Data Science:-Getting started with Neo4j and Gephi Tool
This blog is about how to use two different tools like Neo4j and Gephi for data visualization in graphical form.
What is Neo4j ?
Neo4j delivers the lightning-fast read and write performance you need, while still protecting your data integrity. It is the only enterprise-strength graph database that combines native graph storage, scalable architecture optimized for speed, and ACID compliance to ensure the predictability of relationship-based queries.
Let Start the demo,
I am using the neo4j browser from its official website. You can check here. Also, you can download it from that website.
For demo purposes, I have use Movies Datasets which are by default available in the neo4j tool. After selecting the dataset I have performed various queries.
- Show movies that are released after the year 2006.
Query:
MATCH (m:Movie) where m.released > 2006 RETURN m
2. Query movies released after 2002 and limit the movie count up to 3 only.
Query:-
MATCH (m:Movie) where m.released > 2002 RETURN m limit 3
3. The below query returns the name of the person, director, and movie name that are released after the year 2007 up to a limit of 5.
Query:-
MATCH (p:Person)-[d:DIRECTED]-(m:Movie) where m.released > 2007 RETURN p,d,m limit 5
4. If we want to know the list of the persons that are available in the database we can use the following which queries the list of people but limits the output up to 10 people only.
Query:-
MATCH (p:Person) RETURN p limit 10
5. If one wants to search whether a movie with a particular name is present or not the following query.
Query:-
MATCH (m:Movie {title: 'A Few Good Men'}) RETURN m
What is the Gephi tool?
Gephi is a tool for data analysts and scientists keen to explore and understand graphs. … The goal is to help data analysts to make hypotheses, intuitively discover patterns, isolate structure singularities or faults during data sourcing.
You can download gephi tool form here.
In this demo, I have chosen simple lesmiserables.gml dataset and performed some basic gephi operations on it.

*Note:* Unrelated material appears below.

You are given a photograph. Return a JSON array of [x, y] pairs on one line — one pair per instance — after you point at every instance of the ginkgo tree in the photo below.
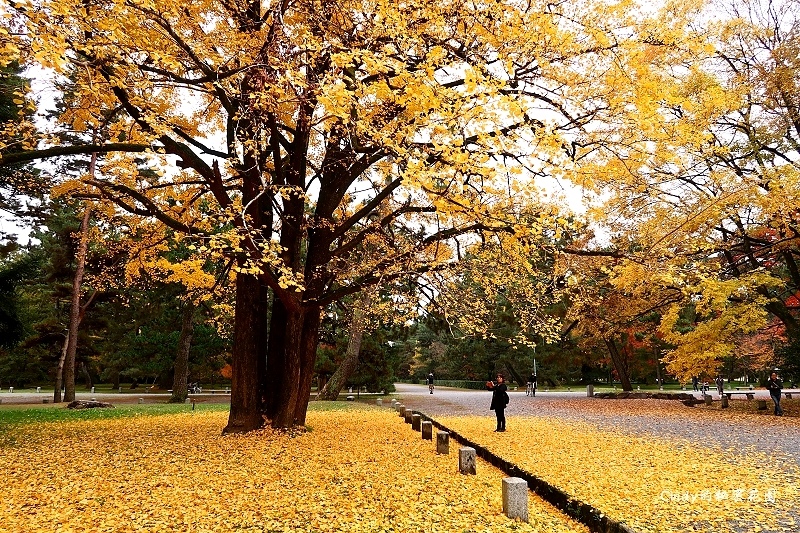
[[300, 128], [706, 190]]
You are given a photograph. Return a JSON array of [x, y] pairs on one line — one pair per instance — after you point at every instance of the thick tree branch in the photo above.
[[57, 151]]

So let’s get started.
- First open the gephi tool and click on the new project. After that choose File->Open and load the dataset of your choice as shown below. And Load the dataset.

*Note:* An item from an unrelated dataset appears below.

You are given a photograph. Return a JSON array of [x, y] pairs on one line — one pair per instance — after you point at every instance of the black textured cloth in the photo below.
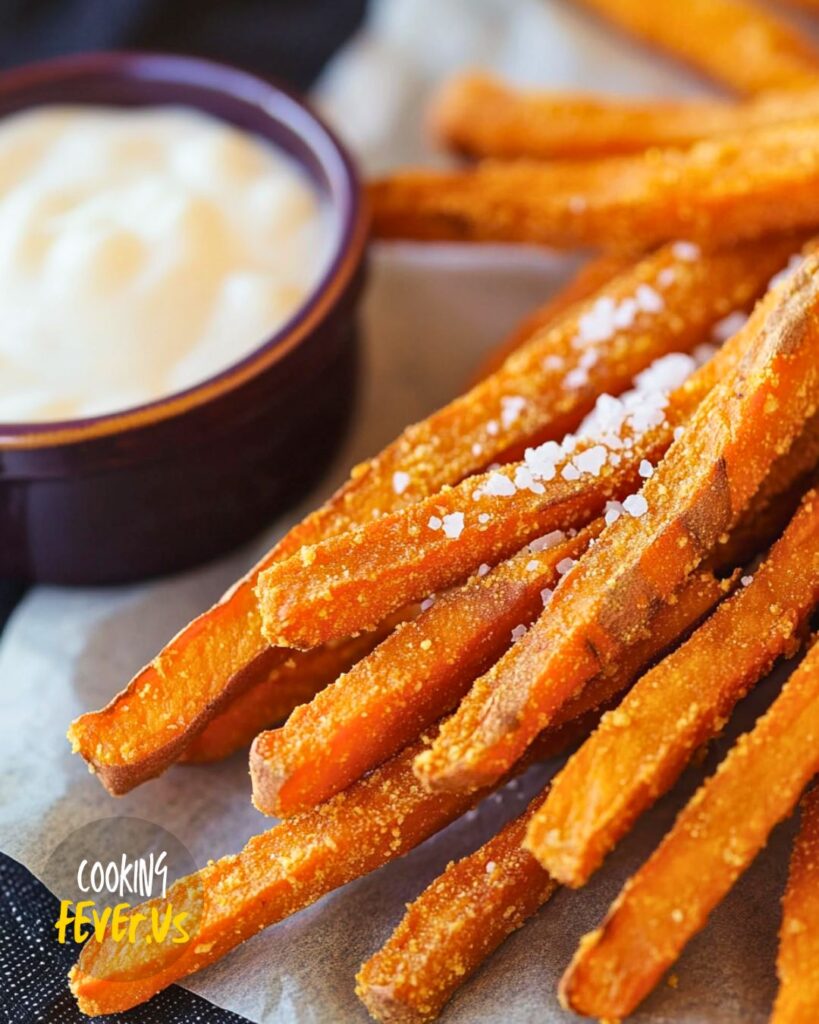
[[34, 966]]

In the image you can see there are no Issues and what are nodes and edges will available in that it was displayed.
2. Below is how all the nodes and edges are displayed l after the load of the dataset.
3. Then After clicking on Layout and choose ForceAtlas and click on the run button.

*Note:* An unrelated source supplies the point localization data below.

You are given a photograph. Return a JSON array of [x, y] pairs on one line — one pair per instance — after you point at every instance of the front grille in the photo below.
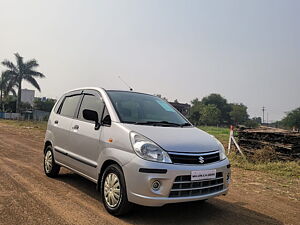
[[194, 158], [184, 187]]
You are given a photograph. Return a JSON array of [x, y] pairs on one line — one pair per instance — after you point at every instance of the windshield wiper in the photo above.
[[162, 123]]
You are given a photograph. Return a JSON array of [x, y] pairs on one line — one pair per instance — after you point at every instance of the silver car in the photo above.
[[136, 147]]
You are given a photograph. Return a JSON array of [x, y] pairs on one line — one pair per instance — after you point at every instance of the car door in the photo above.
[[61, 124], [84, 138]]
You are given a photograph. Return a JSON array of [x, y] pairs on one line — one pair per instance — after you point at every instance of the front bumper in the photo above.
[[139, 185]]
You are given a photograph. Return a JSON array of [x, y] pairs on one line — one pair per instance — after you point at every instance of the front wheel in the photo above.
[[113, 191], [50, 167]]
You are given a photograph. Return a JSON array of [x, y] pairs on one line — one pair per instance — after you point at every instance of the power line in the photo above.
[[125, 83]]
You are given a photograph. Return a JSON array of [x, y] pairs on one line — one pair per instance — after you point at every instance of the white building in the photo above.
[[27, 96]]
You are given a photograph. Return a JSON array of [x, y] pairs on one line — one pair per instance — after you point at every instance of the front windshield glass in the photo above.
[[145, 109]]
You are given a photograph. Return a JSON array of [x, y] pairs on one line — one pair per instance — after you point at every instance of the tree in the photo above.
[[238, 114], [292, 119], [221, 104], [15, 74], [194, 113], [210, 115], [257, 119], [44, 104], [201, 114]]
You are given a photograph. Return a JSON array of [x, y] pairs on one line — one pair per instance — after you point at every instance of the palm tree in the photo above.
[[15, 74]]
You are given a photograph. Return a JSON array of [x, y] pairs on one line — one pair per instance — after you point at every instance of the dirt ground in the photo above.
[[27, 196]]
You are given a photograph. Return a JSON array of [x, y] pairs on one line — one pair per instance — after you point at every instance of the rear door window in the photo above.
[[69, 105]]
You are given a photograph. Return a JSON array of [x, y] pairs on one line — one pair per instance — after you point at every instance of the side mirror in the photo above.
[[106, 121], [91, 115]]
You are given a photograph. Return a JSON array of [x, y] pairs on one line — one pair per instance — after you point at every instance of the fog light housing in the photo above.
[[156, 185]]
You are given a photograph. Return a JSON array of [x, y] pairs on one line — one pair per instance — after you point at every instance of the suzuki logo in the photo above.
[[201, 159]]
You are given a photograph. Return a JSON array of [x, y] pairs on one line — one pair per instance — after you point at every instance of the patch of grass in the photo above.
[[281, 168], [221, 133], [261, 161], [41, 125]]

4. Next we can differentiate the nodes based on a various ranking like their In-Degree, Out-Degree, or Degree and show them in different colors. For this in the left pane on the top side choose Nodes->Ranking there choose the ranking like in the below image Degree is chosen.
5. For data table click on windows->data table.
6. Next we generate a Degree Distribution graph for Degree, In-Degree, and Out-Degree and also get the Average Degree value for all the nodes. for that click on the right pane choose the Statistics tab, and there run Average Degree in the Network Overview section.
7. Average degree report you see when you click on the run button in the above image.